The news has been filled with amazing space things lately. From Scott Kelly returning from a year on the ISS to Space X landing a rocket successfully, it’s a renewed and exciting time to keep your eyes turned upwards.
I love visiting NASA facilities, any space related exhibits, museums, etc..I love to learn about the great adventurers of our time. I have to say I do often feel a sense of sad wistfulness that I will never go to space. My most recent visit at the end of January was to Johnson Space Center in Houston. It was glorious. This was somewhere I had wanted to go as a kid and many of my friends went. We never had money for vacations and as such rarely went out of town. Traveling is a pretty big deal to me no matter where it may be. When it happens to be somewhere that is the site of monumental human achievement: all the better!
To add to this I recently watched American Spacemen and followed it up with the movie The Right Stuff. I don’t often use fictional retellings as a point of reference but according to those involved in this movie the story is pretty close to reality. It shows the parallels of the American Space program and Chuck Yaegar breaking the sound barrier.
American Spacemen also tells the story of a Minneapolis company that helped break altitude records and was pioneered strongly by a woman(I feel a vested interest in this, being a female and all).
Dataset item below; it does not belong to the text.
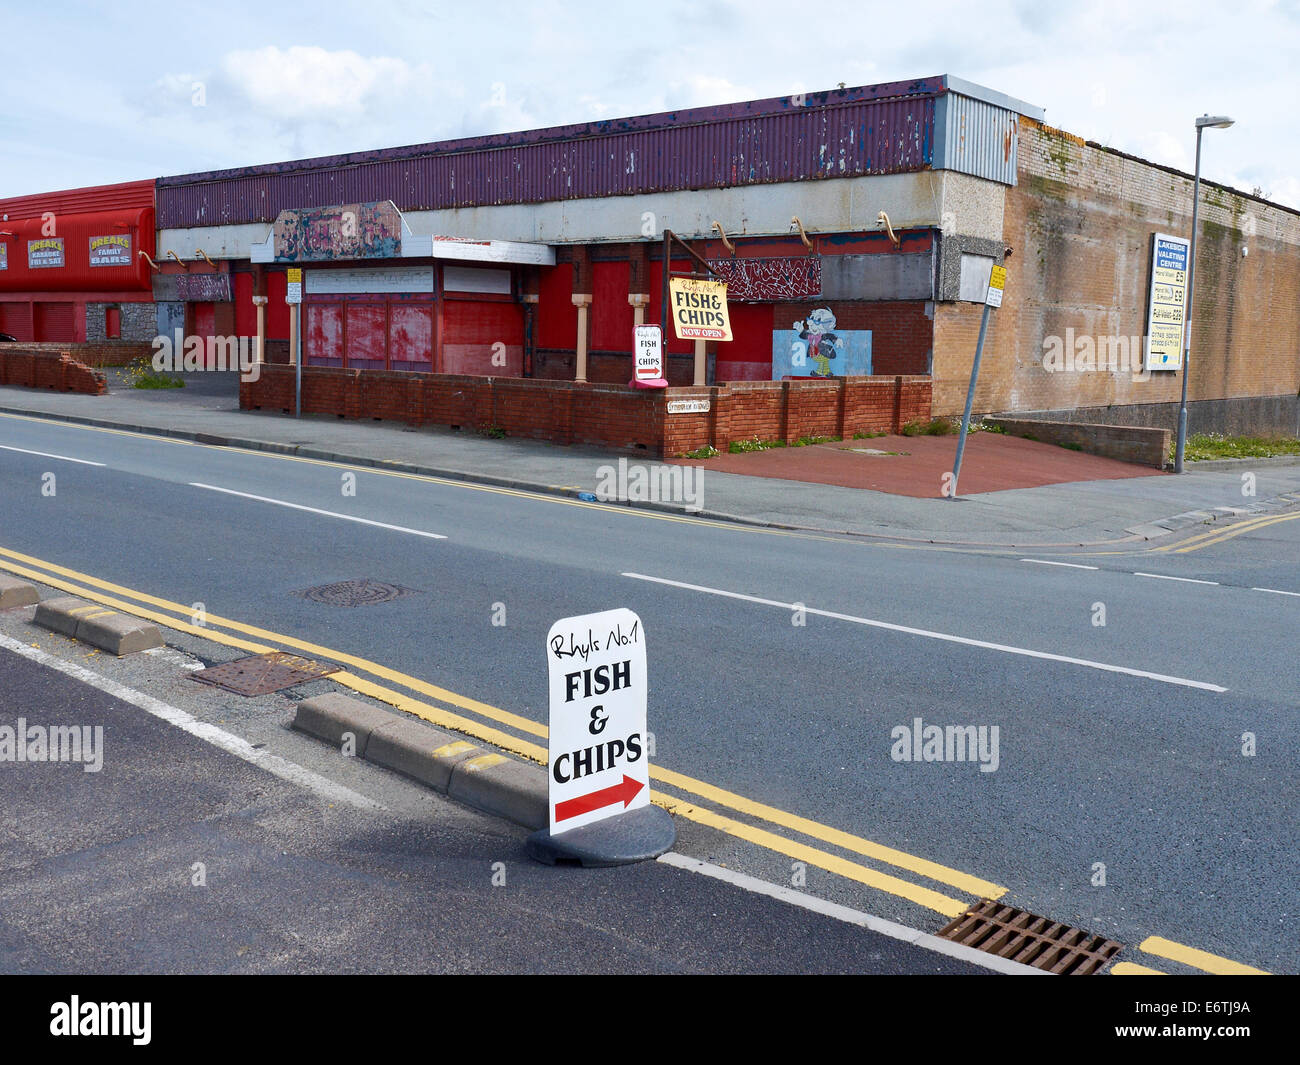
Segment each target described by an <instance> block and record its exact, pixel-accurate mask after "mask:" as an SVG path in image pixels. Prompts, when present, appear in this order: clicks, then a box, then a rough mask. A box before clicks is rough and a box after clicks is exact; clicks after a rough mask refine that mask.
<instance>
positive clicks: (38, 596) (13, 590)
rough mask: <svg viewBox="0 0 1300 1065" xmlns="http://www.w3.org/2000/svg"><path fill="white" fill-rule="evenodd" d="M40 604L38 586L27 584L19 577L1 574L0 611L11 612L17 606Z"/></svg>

There is a great article about it here: High Altitude Balloon Innovation
My visit to the Space Center was epic. It included a tour of not only mission control, you know: “Houston, we have a problem” but also the Vehicle Mock-up Building where all the astronauts come to learn how to use space equipment and the warehouse that stores the last Saturn V rocket that never got to launch because Nixon cut the budget. There is also a stray photo of the deer that live on the grounds. There were more animals as NASA does all that it can to preserve it’s surrounding environment. In fact, in Florida, all the grounds that belong to NASA are an animal sanctuary and protected space.
As Neil Degrasse Tyson would say: Never stop looking up. (I also listened to his Great Course Lecture Series…wonderful. You can find it here: My Favorite Universe.)